Utazirubanda Jean Claude, Leon Tomas, Ngom Papa
LMA,Université Cheikh Anta Diop, Dakar, Senegal.
School of Public Health, University of California, Berkeley, USA.
Commun Stat Simul Comput. 2021;50(3):881-901. doi: 10.1080/03610918.2019.1571605. Epub 2018 Feb 28.
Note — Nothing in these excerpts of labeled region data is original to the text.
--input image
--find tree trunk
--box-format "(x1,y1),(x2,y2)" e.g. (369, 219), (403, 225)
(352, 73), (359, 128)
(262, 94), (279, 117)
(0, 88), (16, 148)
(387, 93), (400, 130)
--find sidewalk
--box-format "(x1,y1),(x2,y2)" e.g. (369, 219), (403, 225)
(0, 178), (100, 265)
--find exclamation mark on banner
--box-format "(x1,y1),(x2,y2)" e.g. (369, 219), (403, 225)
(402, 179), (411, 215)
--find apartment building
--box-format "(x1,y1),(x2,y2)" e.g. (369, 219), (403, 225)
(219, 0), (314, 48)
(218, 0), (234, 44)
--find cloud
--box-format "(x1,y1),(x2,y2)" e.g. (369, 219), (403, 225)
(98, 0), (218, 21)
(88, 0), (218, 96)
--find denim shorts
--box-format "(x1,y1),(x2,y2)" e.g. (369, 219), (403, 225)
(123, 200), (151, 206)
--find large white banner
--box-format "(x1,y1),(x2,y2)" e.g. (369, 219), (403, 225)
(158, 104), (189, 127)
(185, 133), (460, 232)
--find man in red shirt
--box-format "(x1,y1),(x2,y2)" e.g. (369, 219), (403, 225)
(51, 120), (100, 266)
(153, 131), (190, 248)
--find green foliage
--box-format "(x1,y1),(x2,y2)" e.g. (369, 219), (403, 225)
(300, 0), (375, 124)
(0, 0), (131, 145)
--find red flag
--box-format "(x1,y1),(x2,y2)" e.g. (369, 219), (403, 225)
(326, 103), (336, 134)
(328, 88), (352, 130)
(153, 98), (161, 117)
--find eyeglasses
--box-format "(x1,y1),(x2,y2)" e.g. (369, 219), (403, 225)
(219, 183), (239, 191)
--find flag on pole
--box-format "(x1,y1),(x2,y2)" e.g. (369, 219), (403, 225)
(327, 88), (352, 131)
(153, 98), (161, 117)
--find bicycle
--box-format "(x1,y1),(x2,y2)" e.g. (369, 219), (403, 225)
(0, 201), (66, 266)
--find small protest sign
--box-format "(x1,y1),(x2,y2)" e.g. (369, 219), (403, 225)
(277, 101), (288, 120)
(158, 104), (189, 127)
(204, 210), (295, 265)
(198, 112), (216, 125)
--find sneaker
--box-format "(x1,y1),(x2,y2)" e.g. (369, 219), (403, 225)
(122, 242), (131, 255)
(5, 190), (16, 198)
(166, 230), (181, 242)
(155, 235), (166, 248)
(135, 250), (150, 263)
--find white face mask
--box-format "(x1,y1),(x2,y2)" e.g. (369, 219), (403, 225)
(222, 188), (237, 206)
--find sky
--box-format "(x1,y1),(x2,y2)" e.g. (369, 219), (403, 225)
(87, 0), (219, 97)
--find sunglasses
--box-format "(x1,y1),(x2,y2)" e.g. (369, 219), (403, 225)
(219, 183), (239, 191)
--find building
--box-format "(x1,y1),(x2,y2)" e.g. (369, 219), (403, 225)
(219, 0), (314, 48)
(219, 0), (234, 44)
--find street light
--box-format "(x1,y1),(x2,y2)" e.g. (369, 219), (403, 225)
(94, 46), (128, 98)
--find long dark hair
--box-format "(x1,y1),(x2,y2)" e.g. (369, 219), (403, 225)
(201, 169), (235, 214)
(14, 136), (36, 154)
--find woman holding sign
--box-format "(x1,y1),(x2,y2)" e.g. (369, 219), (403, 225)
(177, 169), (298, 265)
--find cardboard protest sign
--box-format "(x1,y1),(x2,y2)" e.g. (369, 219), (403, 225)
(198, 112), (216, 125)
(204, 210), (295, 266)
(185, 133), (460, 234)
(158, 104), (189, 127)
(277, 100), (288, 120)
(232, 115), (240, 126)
In analysis of survival outcomes supplemented with both clinical information and high-dimensional gene expression data, use of the traditional Cox proportional hazards model fails to meet some emerging needs in biomedical research. First, the number of covariates is generally much larger the sample size. Secondly, predicting an outcome based on individual gene expression is inadequate because multiple biological processes and functional pathways regulate phenotypic expression. Another challenge is that the Cox model assumes that populations are homogenous, implying that all individuals have the same risk of death, which is rarely true due to unmeasured risk factors among populations. In this paper we propose group LASSO with gamma-distributed frailty for variable selection in Cox regression by extending previous scholarship to account for heterogeneity among group structures related to exposure and susceptibility. The consistency property of the proposed method is established. This method is appropriate for addressing a wide variety of research questions from genetics to air pollution. Simulated and real world data analysis shows promising performance by group LASSO compared with other methods, including group SCAD and group MCP. Future research directions include expanding the use of frailty with adaptive group LASSO and sparse group LASSO methods.
在对补充了临床信息和高维基因表达数据的生存结果进行分析时,使用传统的Cox比例风险模型无法满足生物医学研究中一些新出现的需求。首先,协变量的数量通常比样本量要大得多。其次,基于单个基因表达来预测结果是不够的,因为多个生物过程和功能通路调节表型表达。另一个挑战是,Cox模型假定总体是同质的,这意味着所有个体具有相同的死亡风险,但由于总体中存在未测量的风险因素,这很少是真的。在本文中,我们通过扩展先前的研究成果以考虑与暴露和易感性相关的组结构之间的异质性,提出了用于Cox回归中变量选择的具有伽马分布脆弱性的组套索方法。建立了所提方法的一致性性质。该方法适用于解决从遗传学到空气污染等各种各样的研究问题。模拟和实际数据分析表明,与包括组SCAD和组MCP在内的其他方法相比,组套索方法具有良好的性能。未来的研究方向包括将脆弱性与自适应组套索和稀疏组套索方法结合起来进行扩展应用。